The curve shows how a base stat grows level by level: each level’s jump is small but constant, and it stacks with everything you bought. Turning that base into a build that hits is in gold efficiency and how to build.
Example: 600 base + 100 growth, with Riot’s real formula. The per-level gain grows (the curve accelerates).
The levels that win fights
Not all levels weigh the same. Level 2 is the first spike: whoever hits it first has two abilities against one and can win the opening trade. Level 6 is the biggest of the early game: you unlock your ultimate, which often turns a losing fight into a win or enables a gank.
Level 11 gives the second ultimate point (more damage, less cooldown) and level 16 the third. In between, every level over your opponent is a small edge. Reaching these numbers first — by pushing a wave before fighting, or stealing XP — is one of the cleanest ways to force your window.
The timeline marks those power windows.

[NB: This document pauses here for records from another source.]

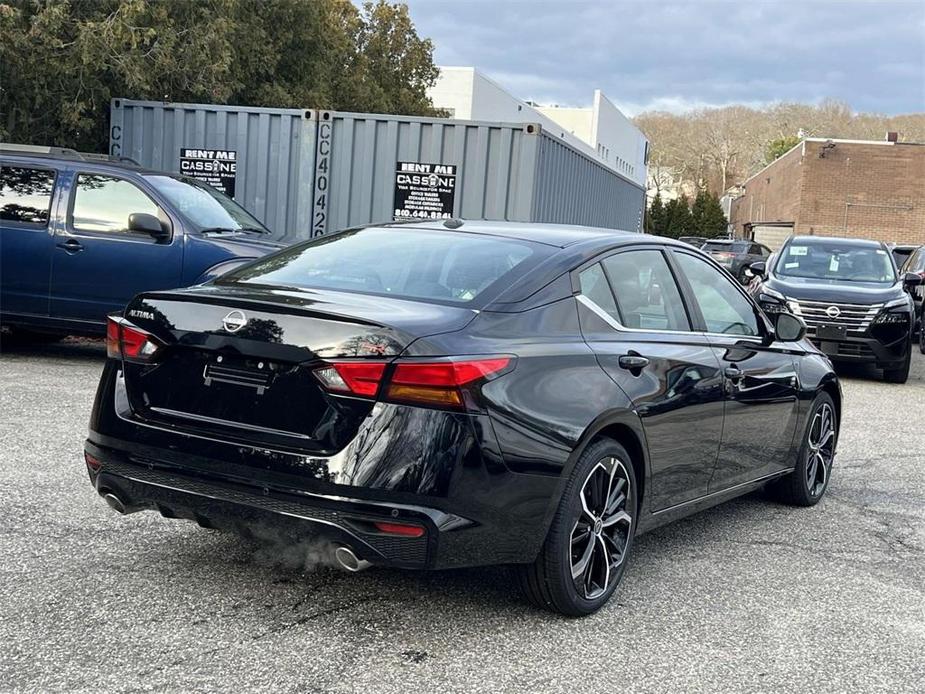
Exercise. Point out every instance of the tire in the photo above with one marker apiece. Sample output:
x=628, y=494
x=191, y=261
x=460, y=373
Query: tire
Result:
x=602, y=538
x=900, y=375
x=815, y=463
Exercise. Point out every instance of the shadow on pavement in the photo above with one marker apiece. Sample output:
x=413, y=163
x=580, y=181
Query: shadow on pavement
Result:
x=80, y=348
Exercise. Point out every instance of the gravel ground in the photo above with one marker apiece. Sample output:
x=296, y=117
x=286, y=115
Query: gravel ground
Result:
x=750, y=596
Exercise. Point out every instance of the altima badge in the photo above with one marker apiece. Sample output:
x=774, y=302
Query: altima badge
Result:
x=234, y=321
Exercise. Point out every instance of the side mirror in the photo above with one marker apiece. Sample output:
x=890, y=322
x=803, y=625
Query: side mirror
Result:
x=911, y=280
x=759, y=268
x=148, y=224
x=789, y=328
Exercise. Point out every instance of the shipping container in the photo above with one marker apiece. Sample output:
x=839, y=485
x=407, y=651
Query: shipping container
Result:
x=308, y=172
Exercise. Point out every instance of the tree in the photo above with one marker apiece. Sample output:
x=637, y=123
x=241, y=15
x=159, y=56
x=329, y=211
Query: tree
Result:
x=678, y=218
x=655, y=217
x=62, y=61
x=779, y=146
x=714, y=148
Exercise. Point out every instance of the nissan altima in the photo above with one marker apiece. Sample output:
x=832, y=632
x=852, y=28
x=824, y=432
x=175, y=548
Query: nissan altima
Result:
x=445, y=394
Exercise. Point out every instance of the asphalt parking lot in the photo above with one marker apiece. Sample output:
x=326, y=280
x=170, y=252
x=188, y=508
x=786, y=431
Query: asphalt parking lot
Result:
x=750, y=596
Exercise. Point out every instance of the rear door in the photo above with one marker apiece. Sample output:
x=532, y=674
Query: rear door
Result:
x=633, y=317
x=99, y=265
x=759, y=379
x=26, y=237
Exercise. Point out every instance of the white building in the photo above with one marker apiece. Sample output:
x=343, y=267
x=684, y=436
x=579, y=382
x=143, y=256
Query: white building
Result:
x=600, y=131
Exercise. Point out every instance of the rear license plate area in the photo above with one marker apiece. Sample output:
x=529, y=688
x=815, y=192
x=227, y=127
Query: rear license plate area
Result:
x=827, y=331
x=257, y=377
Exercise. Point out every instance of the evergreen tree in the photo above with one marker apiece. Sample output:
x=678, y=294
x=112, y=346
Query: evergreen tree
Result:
x=713, y=220
x=679, y=220
x=655, y=219
x=698, y=211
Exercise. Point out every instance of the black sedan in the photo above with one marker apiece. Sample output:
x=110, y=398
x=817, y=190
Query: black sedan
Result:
x=434, y=395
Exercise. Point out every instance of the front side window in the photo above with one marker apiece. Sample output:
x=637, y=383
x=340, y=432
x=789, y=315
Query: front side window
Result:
x=203, y=205
x=647, y=296
x=104, y=203
x=25, y=194
x=723, y=307
x=831, y=259
x=408, y=263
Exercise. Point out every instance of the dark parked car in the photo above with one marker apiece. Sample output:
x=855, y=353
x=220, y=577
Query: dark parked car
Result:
x=736, y=256
x=915, y=264
x=901, y=252
x=857, y=308
x=433, y=395
x=82, y=234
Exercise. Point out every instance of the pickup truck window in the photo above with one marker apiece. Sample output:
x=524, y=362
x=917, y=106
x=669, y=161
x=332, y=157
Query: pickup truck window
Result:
x=25, y=194
x=103, y=204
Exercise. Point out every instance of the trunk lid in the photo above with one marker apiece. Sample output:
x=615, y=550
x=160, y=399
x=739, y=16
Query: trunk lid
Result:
x=237, y=363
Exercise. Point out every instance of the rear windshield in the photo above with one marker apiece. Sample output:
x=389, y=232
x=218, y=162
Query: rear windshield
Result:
x=831, y=260
x=441, y=266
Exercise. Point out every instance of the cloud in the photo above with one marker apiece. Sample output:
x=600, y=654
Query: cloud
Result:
x=683, y=55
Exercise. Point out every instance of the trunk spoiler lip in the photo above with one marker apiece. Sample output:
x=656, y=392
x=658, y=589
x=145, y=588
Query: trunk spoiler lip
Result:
x=258, y=304
x=328, y=309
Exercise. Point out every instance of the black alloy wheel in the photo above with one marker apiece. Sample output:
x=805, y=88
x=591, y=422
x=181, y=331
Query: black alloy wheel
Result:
x=807, y=483
x=589, y=542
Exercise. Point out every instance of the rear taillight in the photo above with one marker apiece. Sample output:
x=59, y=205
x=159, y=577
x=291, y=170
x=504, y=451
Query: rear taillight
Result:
x=402, y=529
x=438, y=383
x=124, y=341
x=352, y=377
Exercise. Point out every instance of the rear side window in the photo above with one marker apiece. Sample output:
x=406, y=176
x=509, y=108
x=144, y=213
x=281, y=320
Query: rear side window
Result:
x=647, y=295
x=594, y=285
x=25, y=194
x=444, y=266
x=104, y=203
x=725, y=310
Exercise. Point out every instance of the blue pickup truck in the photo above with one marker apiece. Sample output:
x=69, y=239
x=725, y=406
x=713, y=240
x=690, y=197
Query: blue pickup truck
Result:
x=80, y=235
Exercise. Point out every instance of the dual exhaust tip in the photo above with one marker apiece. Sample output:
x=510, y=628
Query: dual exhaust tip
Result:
x=348, y=561
x=344, y=557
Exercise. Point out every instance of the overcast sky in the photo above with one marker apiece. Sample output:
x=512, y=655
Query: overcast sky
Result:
x=671, y=55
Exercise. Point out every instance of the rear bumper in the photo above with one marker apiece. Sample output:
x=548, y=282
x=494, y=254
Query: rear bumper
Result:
x=221, y=504
x=448, y=479
x=867, y=350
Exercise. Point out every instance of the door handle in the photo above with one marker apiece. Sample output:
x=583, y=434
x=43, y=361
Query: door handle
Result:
x=71, y=246
x=733, y=373
x=633, y=362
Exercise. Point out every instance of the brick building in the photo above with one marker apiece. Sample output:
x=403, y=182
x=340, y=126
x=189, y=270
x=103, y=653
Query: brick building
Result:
x=858, y=188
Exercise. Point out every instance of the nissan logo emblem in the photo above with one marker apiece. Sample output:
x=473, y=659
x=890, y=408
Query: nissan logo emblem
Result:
x=234, y=321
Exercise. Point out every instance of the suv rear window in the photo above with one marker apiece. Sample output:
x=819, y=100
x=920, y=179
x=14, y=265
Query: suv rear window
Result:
x=25, y=194
x=712, y=246
x=450, y=267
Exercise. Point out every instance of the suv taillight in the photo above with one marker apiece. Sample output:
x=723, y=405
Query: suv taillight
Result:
x=125, y=341
x=435, y=383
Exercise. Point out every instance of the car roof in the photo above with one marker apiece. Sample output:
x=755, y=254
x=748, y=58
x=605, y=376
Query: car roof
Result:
x=54, y=157
x=841, y=240
x=558, y=235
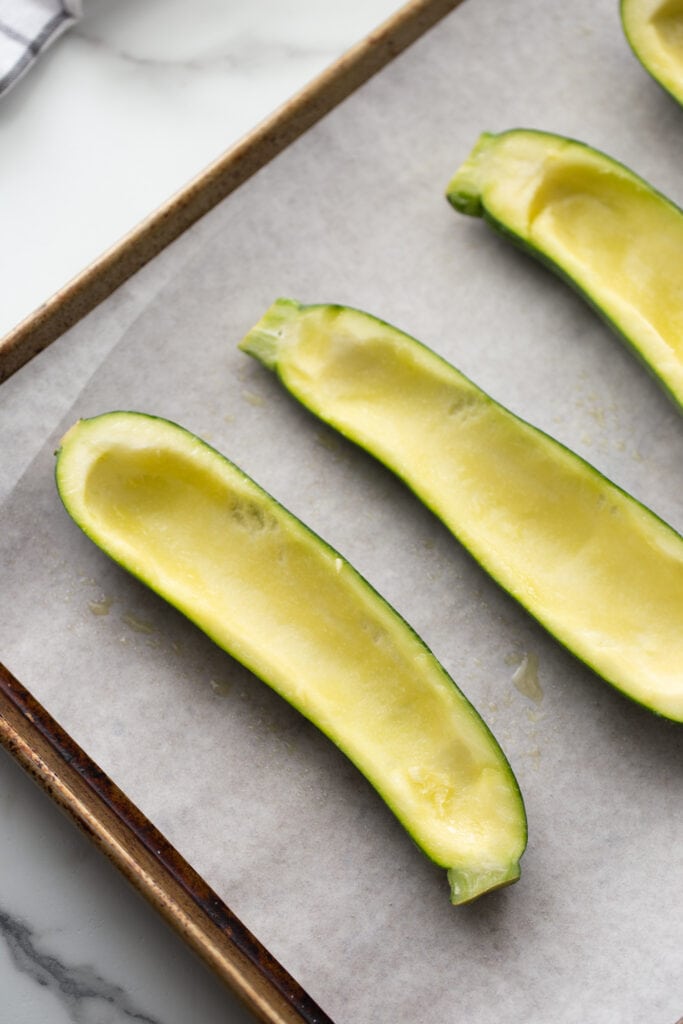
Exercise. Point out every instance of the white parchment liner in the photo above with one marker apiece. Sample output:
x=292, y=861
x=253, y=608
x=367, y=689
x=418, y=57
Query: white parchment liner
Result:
x=267, y=810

The idea is simple: fight when you hit the spike and the enemy hasn’t. How to chain level, wave and objective is in power spikes and map control and waves; the full scaling picture is in champion scaling.
Typical power-spike windows across a game (indicative: the minutes vary by champion and game). A spike is a window where, for a moment, you’re stronger than the enemy: level 2, the ultimate at 6, your first completed item. Force fights and objectives when yours opens, and hide when the enemy’s does.
FAQ
Do I need the last hit to gain experience?
No. XP is gained by being near the minion or champion when it dies, unlike gold, which needs the last hit. That’s why you can stay behind the wave and keep leveling, even if you miss the gold from minions you don’t last-hit. Last-hitting and gold per minute are in CS and gold per minute.
Which levels are the most important?
Level 2 (second ability, first strong trade), level 6 (ultimate), and levels 11 and 16 (second and third ultimate points). Reaching those levels first opens a window to fight with an edge before your opponent catches up.